Formato: Online Artículo Texto
Lenguaje:English
Publicado: John Wiley & Sons, Inc. 2021
Materias:
Acceso en línea:https://www.ncbi.nlm.nih.gov/pmc/articles/PMC8764476/
https://www.ncbi.nlm.nih.gov/pubmed/34854172
http://dx.doi.org/10.1002/hbm.25706
Descripción
Sumario:Brain iron dyshomeostasis disrupts various critical cellular functions, and age‐related iron accumulation may contribute to deficient neurotransmission and cell death. While recent studies have linked excessive brain iron to cognitive function in the context of neurodegenerative disease, little is known regarding the role of brain iron accumulation in cognitive aging in healthy adults.

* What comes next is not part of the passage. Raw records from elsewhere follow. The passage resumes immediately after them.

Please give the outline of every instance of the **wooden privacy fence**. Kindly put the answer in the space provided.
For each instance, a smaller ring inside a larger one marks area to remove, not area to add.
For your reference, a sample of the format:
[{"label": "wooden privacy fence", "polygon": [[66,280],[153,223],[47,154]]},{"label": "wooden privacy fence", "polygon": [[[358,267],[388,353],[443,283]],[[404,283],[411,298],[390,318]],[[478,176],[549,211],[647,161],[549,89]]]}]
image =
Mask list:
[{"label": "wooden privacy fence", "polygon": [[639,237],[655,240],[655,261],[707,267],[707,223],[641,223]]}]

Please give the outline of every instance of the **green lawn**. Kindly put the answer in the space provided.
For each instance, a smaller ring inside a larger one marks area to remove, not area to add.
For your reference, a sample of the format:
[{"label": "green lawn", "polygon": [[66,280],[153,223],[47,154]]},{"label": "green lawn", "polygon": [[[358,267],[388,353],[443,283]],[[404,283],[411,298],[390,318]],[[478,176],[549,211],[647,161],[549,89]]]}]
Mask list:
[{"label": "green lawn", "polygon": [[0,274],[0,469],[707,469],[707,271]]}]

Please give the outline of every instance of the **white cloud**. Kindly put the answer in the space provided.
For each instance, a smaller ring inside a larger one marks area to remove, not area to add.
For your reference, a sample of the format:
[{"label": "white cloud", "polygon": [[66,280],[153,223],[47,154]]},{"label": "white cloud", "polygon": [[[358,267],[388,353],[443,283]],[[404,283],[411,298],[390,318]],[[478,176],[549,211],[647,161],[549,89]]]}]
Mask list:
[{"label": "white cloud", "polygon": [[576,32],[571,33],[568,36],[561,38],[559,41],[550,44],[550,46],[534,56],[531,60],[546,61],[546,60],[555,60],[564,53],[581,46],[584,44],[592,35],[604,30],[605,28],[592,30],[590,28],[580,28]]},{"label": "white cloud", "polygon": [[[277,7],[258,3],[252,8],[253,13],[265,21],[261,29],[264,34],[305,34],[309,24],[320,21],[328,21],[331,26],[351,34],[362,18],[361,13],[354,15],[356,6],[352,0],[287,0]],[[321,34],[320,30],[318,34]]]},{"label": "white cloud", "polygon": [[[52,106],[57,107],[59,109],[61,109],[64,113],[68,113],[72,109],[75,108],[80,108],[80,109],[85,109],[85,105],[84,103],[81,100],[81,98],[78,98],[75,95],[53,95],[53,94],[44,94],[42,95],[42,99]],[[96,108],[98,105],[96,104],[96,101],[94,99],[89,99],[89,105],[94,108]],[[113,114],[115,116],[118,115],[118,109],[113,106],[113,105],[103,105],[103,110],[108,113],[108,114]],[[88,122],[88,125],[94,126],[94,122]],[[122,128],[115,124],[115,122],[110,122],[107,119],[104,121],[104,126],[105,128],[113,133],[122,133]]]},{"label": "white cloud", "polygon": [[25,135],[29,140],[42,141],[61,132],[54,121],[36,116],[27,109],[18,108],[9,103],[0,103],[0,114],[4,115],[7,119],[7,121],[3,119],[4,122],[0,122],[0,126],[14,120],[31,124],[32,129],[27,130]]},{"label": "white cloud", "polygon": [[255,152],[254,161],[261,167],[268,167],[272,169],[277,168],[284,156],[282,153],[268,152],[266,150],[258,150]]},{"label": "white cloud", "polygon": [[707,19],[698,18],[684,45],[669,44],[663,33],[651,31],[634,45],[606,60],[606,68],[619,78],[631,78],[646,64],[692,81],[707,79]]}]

Further, previous studies have focused primarily on deep gray matter regions, where the level of iron deposition is highest. However, recent evidence suggests that cortical iron may also contribute to cognitive deficit and neurodegenerative disease. Here, we used quantitative susceptibility mapping (QSM) to measure brain iron in 67 healthy participants 18–78 years of age. Speed‐dependent (fluid) cognition was assessed from a battery of 12 psychometric and computer‐based tests. From voxelwise QSM analyses, we found that QSM susceptibility values were negatively associated with fluid cognition in the right inferior temporal gyrus, bilateral putamen, posterior cingulate gyrus, motor, and premotor cortices. Mediation analysis indicated that susceptibility in the right inferior temporal gyrus was a significant mediator of the relation between age and fluid cognition, and similar effects were evident for the left inferior temporal gyrus at a lower statistical threshold. Additionally, age and right inferior temporal gyrus susceptibility interacted to predict fluid cognition, such that brain iron was negatively associated with a cognitive decline for adults over 45 years of age. These findings suggest that iron may have a mediating role in cognitive decline and may be an early biomarker of neurodegenerative disease.